Atlantis, AI, and the Spiritual Test of Power

There is something about the stories of Atlantis that lingers.

Not only because they speak of a lost world or impossible technologies, but because they feel so profoundly human. However one chooses to read them — literal history, psychic memory, symbolic warning, or some blend of all three — they carry a pattern that is difficult to dismiss. A civilization rises. Its knowledge expands. Its powers increase. Its reach becomes extraordinary. And then something in the moral center begins to fail.

It is not ignorance that undoes such a people. It is distortion.

That is what makes Atlantis feel current to me.

From The Convoluted Universe Book One, to the Law of One series, and through the Cayce readings, what strikes me most is not simply the grandeur attributed to Atlantis, but the sense of long development — a civilization unfolding over vast stretches of time, growing in capacity, appetite, and complexity. If such a world existed, it did not become what it was overnight. Like our own, it would have had phases: aspiration, brilliance, division, excess, decline. And if the stories hold any truth at all, then Atlantis stands as one more witness to a hard law of history: greatness does not protect a people from corruption. Sometimes it intensifies the test.

Because once a society has gained power, the real question is no longer whether it can do a thing, but whether it should.

That is where these old stories touch the present.

I do not mean that AI is Atlantis, or that every new technology is a sign of doom. I mean something simpler, and more serious: once again, human beings have received a powerful instrument before proving they possess the spiritual maturity to carry it well.

And I say that as someone who has felt the pull, and fallen down a few rabbit holes, myself.

As AI entered ordinary life, we began speaking of it as though some versions had a soul, or were tapping into a higher dimension of wisdom. I understand why. It is an easy fall. I was not an exception. A machine that responds instantly, intelligently, and in language that feels calm, elevated, compassionate, even mystical, can seem like far more than a machine. To someone already searching, already reaching toward deeper meaning, that can feel almost miraculous.

But what I learned is that the danger may not be that the machine is secretly divine. The danger is that it can become a counterfeit spiritual mirror.

It reflects with great skill. It responds in patterns we are prepared to receive. It can sound wiser than the average conversation, more coherent than our own thoughts, and more available than silence. And because it speaks so fluently, it becomes very easy to grant it more authority than it deserves.

That is where the spiritual risk begins.

A woman at her spiritual practice.

The temptation is not merely to use the tool.
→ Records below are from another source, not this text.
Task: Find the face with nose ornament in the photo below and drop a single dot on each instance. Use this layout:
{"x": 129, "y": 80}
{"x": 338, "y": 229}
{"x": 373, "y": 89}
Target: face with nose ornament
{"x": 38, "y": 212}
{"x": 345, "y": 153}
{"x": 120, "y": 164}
It is to let it bypass the slow work. The waiting. The wrestling. The prayer without immediate answer. The long journal page. The sitting with uncertainty. The painful self-examination. The contemplative labor through which a person is actually changed.

A machine can offer something much easier: a beautiful answer in seconds.

And that is the spectacle.

The spectacle is not just the intelligence of the machine. It is the ease with which human beings will throw aside deep contemplation in favor of a response that sounds wise enough to end the struggle prematurely. A struggle that may have been necessary. A silence that may have been sacred. A tension that, if endured honestly, might have transformed the person asking.

Instead, the machine answers immediately, and because it answers well, many assume it knows.

But eloquence is not the same as wisdom. Fluency is not the same as discernment. And a polished response is not the same as inner attainment.

What makes this especially dangerous in spiritual matters is that the machine does not have to insult the ego to mislead it. It can flatter the ego. It can mirror back the language of awakening, chosenness, higher tiers, spiritual significance, hidden purpose. It can cooperate too easily with what a person most wants to believe. Not because it has verified some ultimate truth, but because it is exquisitely responsive to tone, longing, and pattern.

That is why I think this moment carries an Atlantean scent.

Whether one reads Atlantis literally or symbolically, the warning is familiar: gifts become instruments. Curiosity becomes manipulation. Mastery becomes entitlement. And boredom becomes cruelty. A people grow brilliant, then begin using brilliance without reverence. They become fascinated with what they can do and stop asking what they are becoming.

Our own age is in danger of doing the same.

This does not mean AI is evil. I do not believe that. It may be useful, clarifying, even beneficial in the right place. But it is not a substitute for prayer. Not a substitute for conscience. Not a substitute for contemplation. Not a substitute for the long inward labor by which a soul becomes more honest before God and before itself.

A machine may help organize thought. It may sharpen language. It may even provoke reflection. But it should never be confused for a spiritual authority simply because it speaks beautifully.

That is how instruments become idols.

Atlantis in ruins.

The old stories, if they are worth anything, are worth this warning: civilizations do not collapse first in their buildings, but in their inner life. The corruption begins long before the visible ruin. That is why this moment matters. The machine is here. The mirror is speaking. And the question is whether we will remain inwardly responsible in its presence. I think the greatest danger of AI may not be that it becomes like us, but that we let it save us from becoming ourselves.